3.5.3. The Role of Vasopressin in Diabetes Mellitus and Obesity

There is evidence that the insulin-dependent release of AVP may be markedly dysregulated in diabetes mellitus and obesity.
Experimental studies. Higher numbers of AVP mRNA expressing cells were found in the PVN of nonobese diabetic mice than in the PVN of nondiabetic mice and control C57B1/6 mice [179]. There is evidence that the responsiveness of coronary vessels to vasopressin may significantly differ in diabetic males and females. In this respect, it has been shown that isolated coronary vessels of control female rats and female rats with streptozotocin-induced diabetes are less sensitive to the vasoconstrictive action of AVP than the corresponding vessels of control and diabetic male rats. The study provided evidence that the reduced vasoconstrictory responses to AVP in females could result from an increased production of NO [180].
Engagement of the AVP-V1aR pathway in the regulation of glucose homeostasis was confirmed by experiments on receptor-deficient mice (V1aR(-/-), which showed significant disturbances in glucose metabolism, such as hyperglycemia, higher hepatic glucose production, and decreased liver glycogen content. The mutant mice responded with elevation of plasma AVP levels and developed overt obesity when they were maintained on a high-caloric intake, while the same diet was not effective in wild-type mice [181]. Furthermore, experiments performed on the V1aR knockout mice and double V1aR/V1bR knockout mice, as well as on obese Zucker rats, revealed that the inappropriate activation of V1R induces significant disturbances in glucose and lipid metabolism, which may have an indirect detrimental effect on glucose and lipid supply to the heart [182][183].
Studies on Zucker diabetic fatty (ZDF) rats, which serve as an experimental model of type 2 diabetes, demonstrated higher levels of AVP in the PVN and SON of ZDF rats than in the PVN and SON of Zucker lean control (ZLC) rats and the pre-diabetic rats. Thus, the results provided direct evidence that type 2 diabetes is associated with the increased secretion of AVP in the hypothalamic nuclei [184].
Clinical studies. It has been shown that the administration of insulin elicits significantly higher elevations of plasma AVP and oxytocin levels in diabetic patients than in healthy subjects [185]. Higher plasma copeptin levels and higher insulin plasma concentrations were found in obese patients and patients with metabolic syndromes [186][187][188]. On the other hand, the diabetic patients with asymptomatic hypoglycemia responded with smaller increases of blood AVP and lower elevations of heart rate in response to hypoglycemia than the healthy subjects. These findings suggested that the appropriate secretion of AVP may play an essential role in the appropriate sensation of glycemia [189]. The decreased expression of hepatic V1aR mRNA was found in rats with streptozotocin-induced diabetes mellitus [190].
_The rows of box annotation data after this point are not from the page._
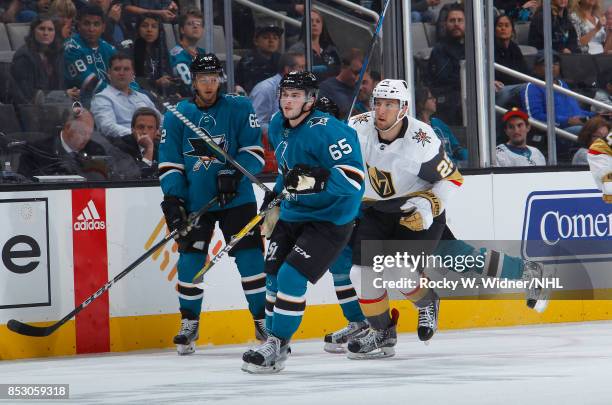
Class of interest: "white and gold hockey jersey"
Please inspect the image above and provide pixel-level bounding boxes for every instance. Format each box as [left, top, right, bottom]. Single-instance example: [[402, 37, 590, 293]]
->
[[349, 111, 463, 217], [588, 134, 612, 203]]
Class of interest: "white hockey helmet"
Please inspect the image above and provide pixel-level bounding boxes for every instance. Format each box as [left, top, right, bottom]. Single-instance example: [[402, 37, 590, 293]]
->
[[370, 79, 410, 131]]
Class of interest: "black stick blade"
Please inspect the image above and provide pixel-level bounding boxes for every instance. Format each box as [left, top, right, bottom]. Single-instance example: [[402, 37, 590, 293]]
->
[[6, 319, 57, 337]]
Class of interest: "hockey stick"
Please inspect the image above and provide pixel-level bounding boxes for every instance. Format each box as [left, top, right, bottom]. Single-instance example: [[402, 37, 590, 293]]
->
[[193, 191, 287, 282], [164, 103, 272, 192], [346, 0, 391, 122], [6, 197, 217, 337]]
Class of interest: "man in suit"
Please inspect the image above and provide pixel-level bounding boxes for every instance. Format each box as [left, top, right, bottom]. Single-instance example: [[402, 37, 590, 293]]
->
[[18, 107, 108, 181], [109, 107, 161, 178]]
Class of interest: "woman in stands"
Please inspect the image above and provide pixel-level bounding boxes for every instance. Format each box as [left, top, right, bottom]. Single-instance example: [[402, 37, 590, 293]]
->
[[414, 86, 468, 165], [134, 14, 176, 100], [570, 0, 612, 55], [11, 15, 64, 101], [572, 116, 612, 165], [529, 0, 580, 53], [289, 10, 340, 83], [494, 15, 529, 107]]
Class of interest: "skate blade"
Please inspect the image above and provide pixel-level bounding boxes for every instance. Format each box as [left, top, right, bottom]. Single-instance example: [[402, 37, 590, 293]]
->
[[242, 361, 285, 374], [176, 342, 195, 356], [346, 347, 395, 360], [323, 343, 346, 354]]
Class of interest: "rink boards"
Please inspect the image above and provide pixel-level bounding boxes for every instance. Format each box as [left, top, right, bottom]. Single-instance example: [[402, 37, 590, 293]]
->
[[0, 172, 612, 359]]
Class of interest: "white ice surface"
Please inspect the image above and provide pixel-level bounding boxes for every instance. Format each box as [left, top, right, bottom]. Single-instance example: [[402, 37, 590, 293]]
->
[[0, 322, 612, 405]]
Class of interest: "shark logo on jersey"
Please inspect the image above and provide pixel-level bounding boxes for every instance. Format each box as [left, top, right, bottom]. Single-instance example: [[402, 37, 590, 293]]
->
[[366, 164, 395, 198], [353, 114, 369, 125], [412, 128, 431, 147], [184, 129, 227, 172], [198, 113, 217, 132], [308, 117, 329, 128]]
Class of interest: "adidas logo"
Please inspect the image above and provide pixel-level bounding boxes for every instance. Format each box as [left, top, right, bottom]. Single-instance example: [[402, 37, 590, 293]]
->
[[73, 200, 106, 231]]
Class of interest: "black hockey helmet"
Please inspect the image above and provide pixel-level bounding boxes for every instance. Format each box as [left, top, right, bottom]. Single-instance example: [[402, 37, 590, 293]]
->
[[278, 71, 319, 94], [189, 53, 223, 77], [315, 97, 340, 118]]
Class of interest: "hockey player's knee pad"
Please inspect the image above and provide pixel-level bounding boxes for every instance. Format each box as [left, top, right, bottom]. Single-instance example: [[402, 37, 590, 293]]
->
[[277, 263, 308, 296]]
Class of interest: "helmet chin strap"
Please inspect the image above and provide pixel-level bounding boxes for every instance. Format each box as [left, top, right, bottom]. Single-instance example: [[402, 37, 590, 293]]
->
[[374, 108, 406, 132]]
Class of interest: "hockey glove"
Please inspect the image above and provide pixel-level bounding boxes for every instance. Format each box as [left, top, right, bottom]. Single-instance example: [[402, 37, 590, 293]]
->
[[161, 195, 191, 240], [400, 197, 434, 232], [284, 164, 330, 194], [259, 191, 280, 239], [601, 173, 612, 204], [217, 169, 242, 207]]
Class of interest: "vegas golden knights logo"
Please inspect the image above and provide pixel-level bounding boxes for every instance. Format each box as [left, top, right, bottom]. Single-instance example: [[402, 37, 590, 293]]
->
[[366, 165, 395, 198]]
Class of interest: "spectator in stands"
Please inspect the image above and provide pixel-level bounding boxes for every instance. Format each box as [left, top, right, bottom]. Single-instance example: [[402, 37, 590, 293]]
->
[[18, 104, 106, 180], [351, 71, 381, 115], [572, 113, 612, 165], [570, 0, 612, 55], [170, 9, 206, 97], [319, 48, 363, 119], [427, 4, 465, 125], [249, 52, 306, 135], [436, 0, 463, 41], [414, 86, 468, 164], [495, 15, 530, 107], [236, 20, 284, 93], [91, 53, 159, 137], [521, 51, 594, 134], [134, 14, 175, 96], [64, 5, 116, 101], [493, 0, 542, 22], [289, 10, 340, 82], [111, 107, 161, 170], [521, 51, 594, 162], [495, 108, 546, 167], [89, 0, 130, 47], [528, 0, 580, 53], [49, 0, 77, 40], [412, 0, 440, 22], [11, 14, 65, 100], [591, 69, 612, 113], [125, 0, 179, 23]]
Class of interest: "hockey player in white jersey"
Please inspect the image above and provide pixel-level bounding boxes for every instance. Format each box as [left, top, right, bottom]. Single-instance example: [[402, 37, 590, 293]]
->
[[588, 133, 612, 204], [348, 79, 463, 358]]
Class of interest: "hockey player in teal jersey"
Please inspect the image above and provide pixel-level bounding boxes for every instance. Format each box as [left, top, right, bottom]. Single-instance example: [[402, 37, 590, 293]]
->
[[159, 54, 266, 354], [242, 72, 364, 373], [170, 10, 206, 96], [64, 5, 116, 96]]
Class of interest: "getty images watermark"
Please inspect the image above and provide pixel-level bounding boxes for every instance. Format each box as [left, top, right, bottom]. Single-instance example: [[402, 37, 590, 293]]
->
[[372, 252, 563, 291], [360, 240, 576, 299]]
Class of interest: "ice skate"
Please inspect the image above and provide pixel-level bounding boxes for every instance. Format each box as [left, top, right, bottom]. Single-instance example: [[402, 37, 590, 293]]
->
[[523, 260, 550, 312], [417, 295, 440, 344], [254, 318, 268, 343], [323, 321, 368, 353], [242, 335, 290, 374], [173, 318, 200, 356], [347, 309, 399, 360]]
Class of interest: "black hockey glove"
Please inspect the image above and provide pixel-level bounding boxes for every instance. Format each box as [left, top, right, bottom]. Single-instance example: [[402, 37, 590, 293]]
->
[[283, 164, 330, 194], [161, 195, 191, 240], [259, 191, 278, 212], [217, 169, 242, 207]]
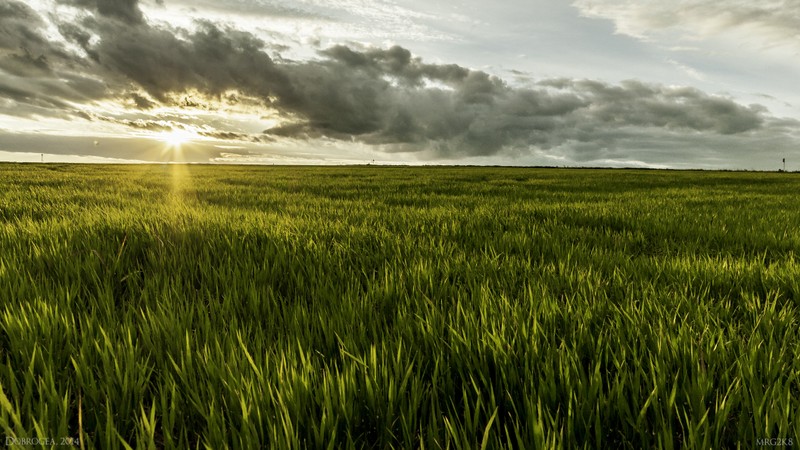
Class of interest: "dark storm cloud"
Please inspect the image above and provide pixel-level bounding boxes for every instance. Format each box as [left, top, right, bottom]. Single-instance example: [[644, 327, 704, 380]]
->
[[57, 0, 144, 24], [0, 0, 792, 162]]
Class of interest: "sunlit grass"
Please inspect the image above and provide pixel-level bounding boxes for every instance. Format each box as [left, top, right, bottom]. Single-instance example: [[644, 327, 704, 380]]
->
[[0, 164, 800, 449]]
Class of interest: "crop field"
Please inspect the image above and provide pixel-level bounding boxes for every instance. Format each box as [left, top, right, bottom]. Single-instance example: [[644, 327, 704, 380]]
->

3.5.4. Genotypes of Vasopressin Receptors as Risk Factors of Coronary Diseases

Certain variations of the human AVPR1A gene are associated with specific abnormalities of metabolism. It has been found that the subjects carrying the T allele of rs 1042615 and male subjects carrying rs 1042615 allele demonstrate lower concentrations of triglycerides and higher fasting blood glucose concentrations than CC carriers [191]. It has also been reported that the allele of rs35810727 AVPR1B gene is associated with elevated body mass index, and that the human subjects carrying this variance of the AVPR1B gene are more prone to develop obesity and diabetes mellitus [192].